I'm reading Computer Systems: A Programmer's Perspective and the homework was to describe how this algorithm works.
C function:
void store_prod(__int128 *dest, int64_t x, int64_t y) {
*dest = x * (__int128)y;
}
Assembly:
movq %rdx, %rax
cqto
movq %rsi, %rcx
sarq $63, %rcx
imulq %rax, %rcx
imulq %rsi, %rdx
addq %rdx, %rcx
mulq %rsi
addq %rcx, %rdx
movq %rax, (%rdi)
movq %rdx, 8(%rdi)
ret
I don't know why it performs: xh * yl + yh * xl = value which we add after unsigned multiplication
What GCC is doing is using the property that signed multiplication can be done using the following formula.
(hi,lo) = unsigned(x*y)
hi -= ((x<0) ? y : 0) + ((y<0) ? x : 0)
Despite the fact that there is no need to do this since in this case the x86-64 instruction set has a signed 64-bit*64-bit to 128-bit instruction (imul
with one operand) this formula is useful in other cases. For example for implementing signed 128-bit multiplication with SSE2/AVX2/AVX512 or for implementing 256-bit multiplication when the instruction set only does 128-bit multiplication (such as with x86-64).

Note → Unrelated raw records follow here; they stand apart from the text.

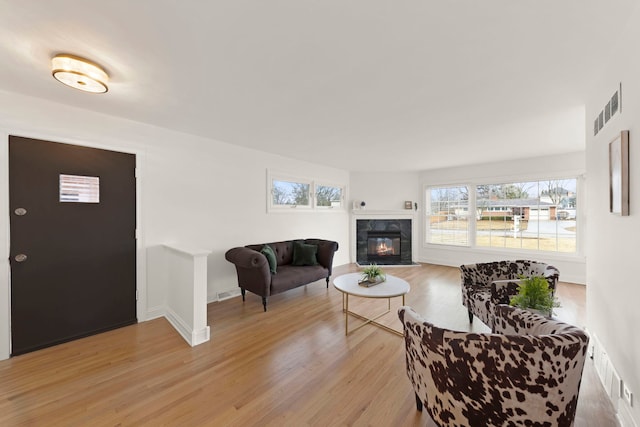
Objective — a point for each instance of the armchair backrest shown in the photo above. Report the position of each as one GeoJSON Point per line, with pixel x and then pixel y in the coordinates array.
{"type": "Point", "coordinates": [530, 375]}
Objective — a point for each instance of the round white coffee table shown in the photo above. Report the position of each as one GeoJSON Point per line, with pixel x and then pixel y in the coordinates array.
{"type": "Point", "coordinates": [390, 288]}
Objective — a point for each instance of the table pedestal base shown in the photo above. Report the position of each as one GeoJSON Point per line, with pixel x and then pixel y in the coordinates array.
{"type": "Point", "coordinates": [367, 320]}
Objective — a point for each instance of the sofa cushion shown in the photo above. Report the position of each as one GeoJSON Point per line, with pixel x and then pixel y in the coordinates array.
{"type": "Point", "coordinates": [304, 254]}
{"type": "Point", "coordinates": [271, 258]}
{"type": "Point", "coordinates": [290, 276]}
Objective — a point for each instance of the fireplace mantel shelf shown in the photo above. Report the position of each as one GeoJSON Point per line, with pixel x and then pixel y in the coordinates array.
{"type": "Point", "coordinates": [368, 212]}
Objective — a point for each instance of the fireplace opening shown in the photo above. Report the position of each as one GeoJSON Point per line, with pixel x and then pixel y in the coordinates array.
{"type": "Point", "coordinates": [384, 247]}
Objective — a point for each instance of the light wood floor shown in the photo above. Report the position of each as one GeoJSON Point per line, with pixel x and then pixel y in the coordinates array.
{"type": "Point", "coordinates": [291, 366]}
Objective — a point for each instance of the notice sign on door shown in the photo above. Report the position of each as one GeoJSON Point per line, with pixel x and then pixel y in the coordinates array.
{"type": "Point", "coordinates": [79, 189]}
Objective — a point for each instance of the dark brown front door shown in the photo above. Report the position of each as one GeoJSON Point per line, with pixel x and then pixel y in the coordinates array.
{"type": "Point", "coordinates": [73, 247]}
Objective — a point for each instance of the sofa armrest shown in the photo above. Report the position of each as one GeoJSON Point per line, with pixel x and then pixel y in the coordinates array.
{"type": "Point", "coordinates": [326, 250]}
{"type": "Point", "coordinates": [503, 290]}
{"type": "Point", "coordinates": [252, 268]}
{"type": "Point", "coordinates": [246, 258]}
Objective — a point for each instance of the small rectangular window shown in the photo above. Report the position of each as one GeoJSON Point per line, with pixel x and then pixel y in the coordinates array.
{"type": "Point", "coordinates": [79, 189]}
{"type": "Point", "coordinates": [328, 196]}
{"type": "Point", "coordinates": [290, 193]}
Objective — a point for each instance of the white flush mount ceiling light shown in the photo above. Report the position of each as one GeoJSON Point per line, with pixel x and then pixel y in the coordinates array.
{"type": "Point", "coordinates": [79, 73]}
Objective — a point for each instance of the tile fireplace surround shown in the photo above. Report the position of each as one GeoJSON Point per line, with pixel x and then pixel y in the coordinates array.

GCC implemented this formula a bit differently though. If we take the sign bit and extend it to the whole word, call this function sign_ext
, then the function returns -1
or 0
. Then what GCC did is:
hi += sign_ext(x)*y + sign_ext(y)*x
for example sign_ext(x)*y
in pseudo-instructions for 64-bit words is
sarq $63, x ; sign_ext(x)
imulq y, x ; sign_ext(x)*y
So now you ask (or meant to ask):
Why is this formula true?
That's a good qeustion. I asked this same question as well and njuffa wrote
@Zboson: It follows directly from two's complement complement representation. E.g. 32-bit integers
-n
and-m
are represented as unsigned numbersx=2**32-n, y=2**32-m
. If you multiply those you havex*y = 2**64 - 2**32*n - 2**32*m + n*m
. The middle terms indicate the necessary corrections to the upper half of the product. Working through a simple example using -1*-1 should prove very instructive.